We’ve had the pleasure of riding this bike longer and more than many other bikes in our test fleet this year. During the course of our ride review, it has helped our testers set new personal bests on regular test tracks, boost jump lines with ease and climb trails faster than lots of new school enduro sleds. It has also led to some internal discussions about why riders feel they need a slacker head tube angle and longer reach, when the numbers on the clock don’t lie. Even our primary tester, Cole Gregg was guilty of this. As a guy who loves riding an XL Norco, a brand known for having really long bikes, he would regularly comment that he wished it was longer and had a slacker head tube angle, and then one sentence later he’d be praising the bike’s speed, playfulness and efficiency as he kept setting personal bests on his usual test tracks. We’re not sure why so many riders buy into the hype that longer, slacker bikes are what they need. We truly believe that at least 90% of riders out there would actually ride faster and have way more fun on a bike that better suits their terrain and skillset, and that’s not a size large with a 495mm reach and 63-degree headtube angle. For those riders, the Canyon Strive could be the wolf in sheep’s clothing.

Climbing performance on the 150/170mm Canyon Strive is impressive when in the steeper, stiffer position and will make those grueling climbs a bit more efficient. When the bike is in the higher, “Click” position, riders can still descend and ride hard since it’s not a lockout. In fact, on smoother, more modern flow trails of lower grade, this position will make the bike a lot faster and more responsive all around.

On the downs, the Canyon Strive CFR is fast. The 29-inch wheels, suspension design and geometry make it an all around sporty-feeling bike that rewards riders who move their body around and work the bike. While we believe most riders and terrain don’t need those super low, long and slack new school bikes, the terrain and speeds in which those bikes accel, will cause a little hesitation on the Strive. If you are riding areas like Squamish BC regularly, with nearly vertical pitches, or navigating turns and chutes at speeds over 20 miles per hour, the steeper head tube angle requires a confident and committed pilot. On just about everything else, the snappy and playful feel make this bike faster and more lively than many.
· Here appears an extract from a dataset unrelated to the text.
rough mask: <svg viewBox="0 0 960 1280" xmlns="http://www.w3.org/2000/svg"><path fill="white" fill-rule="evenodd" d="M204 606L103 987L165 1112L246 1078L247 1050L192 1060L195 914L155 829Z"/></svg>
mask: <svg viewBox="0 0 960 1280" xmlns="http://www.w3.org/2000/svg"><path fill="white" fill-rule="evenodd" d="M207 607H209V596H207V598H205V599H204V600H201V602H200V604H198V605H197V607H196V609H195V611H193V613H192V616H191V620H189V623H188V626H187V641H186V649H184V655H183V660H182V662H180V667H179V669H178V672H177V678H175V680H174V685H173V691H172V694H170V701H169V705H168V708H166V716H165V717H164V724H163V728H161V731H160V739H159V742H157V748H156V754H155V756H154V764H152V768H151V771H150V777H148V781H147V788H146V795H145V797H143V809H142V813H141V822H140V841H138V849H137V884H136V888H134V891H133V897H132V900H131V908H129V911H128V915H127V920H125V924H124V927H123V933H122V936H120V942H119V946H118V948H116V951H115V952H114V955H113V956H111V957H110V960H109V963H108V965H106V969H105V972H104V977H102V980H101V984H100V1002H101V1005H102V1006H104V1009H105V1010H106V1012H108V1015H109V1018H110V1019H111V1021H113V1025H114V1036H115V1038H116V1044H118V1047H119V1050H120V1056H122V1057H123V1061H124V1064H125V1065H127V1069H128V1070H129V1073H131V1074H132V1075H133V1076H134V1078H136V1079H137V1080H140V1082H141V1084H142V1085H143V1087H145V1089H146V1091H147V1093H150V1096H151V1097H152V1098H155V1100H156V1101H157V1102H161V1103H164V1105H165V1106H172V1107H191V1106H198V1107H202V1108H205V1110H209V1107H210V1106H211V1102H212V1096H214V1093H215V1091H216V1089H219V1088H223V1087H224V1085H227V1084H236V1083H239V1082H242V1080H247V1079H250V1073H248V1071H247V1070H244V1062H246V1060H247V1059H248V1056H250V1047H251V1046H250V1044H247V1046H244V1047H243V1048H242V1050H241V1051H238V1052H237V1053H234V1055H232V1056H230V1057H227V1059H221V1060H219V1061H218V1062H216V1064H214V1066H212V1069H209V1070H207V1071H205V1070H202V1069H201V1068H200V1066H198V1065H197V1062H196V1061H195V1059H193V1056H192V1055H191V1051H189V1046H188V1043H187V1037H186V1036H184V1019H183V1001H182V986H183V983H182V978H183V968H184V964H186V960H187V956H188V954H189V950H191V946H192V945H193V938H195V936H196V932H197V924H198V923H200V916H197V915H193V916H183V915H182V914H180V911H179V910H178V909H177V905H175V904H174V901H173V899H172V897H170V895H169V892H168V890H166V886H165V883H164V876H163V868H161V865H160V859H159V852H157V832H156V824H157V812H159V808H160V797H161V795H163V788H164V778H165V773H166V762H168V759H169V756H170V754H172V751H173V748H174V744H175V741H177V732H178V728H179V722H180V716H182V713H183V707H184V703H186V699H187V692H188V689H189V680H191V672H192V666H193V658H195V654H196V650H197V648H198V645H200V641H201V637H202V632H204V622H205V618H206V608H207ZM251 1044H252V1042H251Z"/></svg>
The Canyon Strive CFR is a great all around bike that will certainly reward riders looking to go fast and have fun. It’s been ridden by some of the fastest riders in the world at the most challenging EWS courses with great success. If you aren’t regularly charging super steep, high-speed downhills and vertical rock slabs, where a slacker and longer bike would do better, then the Canyon Strive is worth considering. It’s a bike we’d suggest to riders looking for a long-legged trail ripper or enduro-ready racer. It is an incredibly efficient, fast and playful bike that will reward those willing to buck the modern geometry trends.